Alors que la porte grinçait sous la pression que pouvait exercer son corps sur celle-ci, Yuzu se faufila dans l'espace créé, avant de s’arrêter devant devant l'entrée. Elle balaya la salle du regard... Bon nombres d'élèves étaient déjà installés à la table des Gryffondor. La petite japonaise aperçut sa sœur assise proche de la table des professeurs, elle discutait avec ses camarades. Yuzu ne savait pas a quel moment, elles étaient devenue moins proche. Elles qui étaient si fusionnelle dans leur enfance. Peut être leurs caractères légèrement différent s'étaient accentués au fil de la première année, rendant deux parcours qui ne s'inscrivait plus dans un futur commun mais peut être dans un développement individuel. Quand Yuzu reprit ses esprits, il ne restait pas beaucoup de place, mais il en restait néanmoins assez pour être toute seule et par définition tranquille. Son seul souhait était que personne ne lui parle. Alors que deux filles venait de prendre place en bout de table, Yuzu se remis à marcher lentement pour s’asseoir à coté d'elle. La réaction des deux jeunes filles de troisième année fut habituelle.


"Viens on se decale? Il y a Jack là bas... "
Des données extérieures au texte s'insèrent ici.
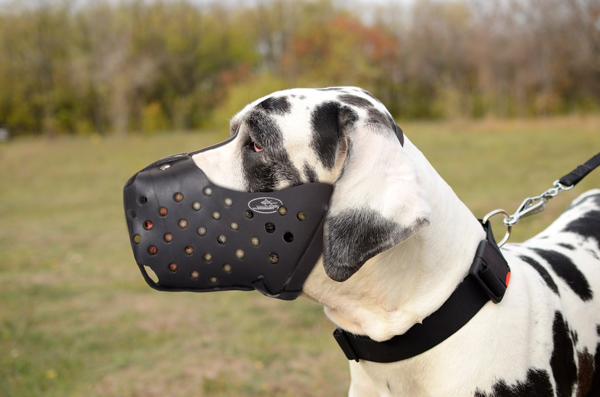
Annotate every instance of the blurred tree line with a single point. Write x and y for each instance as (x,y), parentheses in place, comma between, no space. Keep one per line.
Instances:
(104,66)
Les deux étaient déjà partie, au plus grand soulagement de Yuzu qui murmura en Japonais
"Bien...Parfait"

Elle posa sa fiole sur la table, sans faire plus attention aux personnes qui pouvaient être déjà présente à la table. Sortie ses baguettes et commença à manger lentement sans lâcher, sa fiole des yeux. Elle était vide, aucune émotions, froide, personne autours pour l’embêter. Perdu dans ses pensées, elle réajusta ses vêtements qui ne correspondait pas du tout aux standards de l'uniforme, puis se remis à picorer doucement, à droite à gauche, de façon calme, posée et réfléchis. Yuzu détestait pas dessus tout se tacher avec de la sauce ou d'autre truc répugnant. Évasive, elle gardait ses yeux rivés sur cette fiole de souvenir qui venait la hanter.

Code couleur : #469277
*Picasso 2017, Peeves 2017, Gryffondor et élève du mois de Janvier 2018*
Ma lumière divine vous aveuglera tous !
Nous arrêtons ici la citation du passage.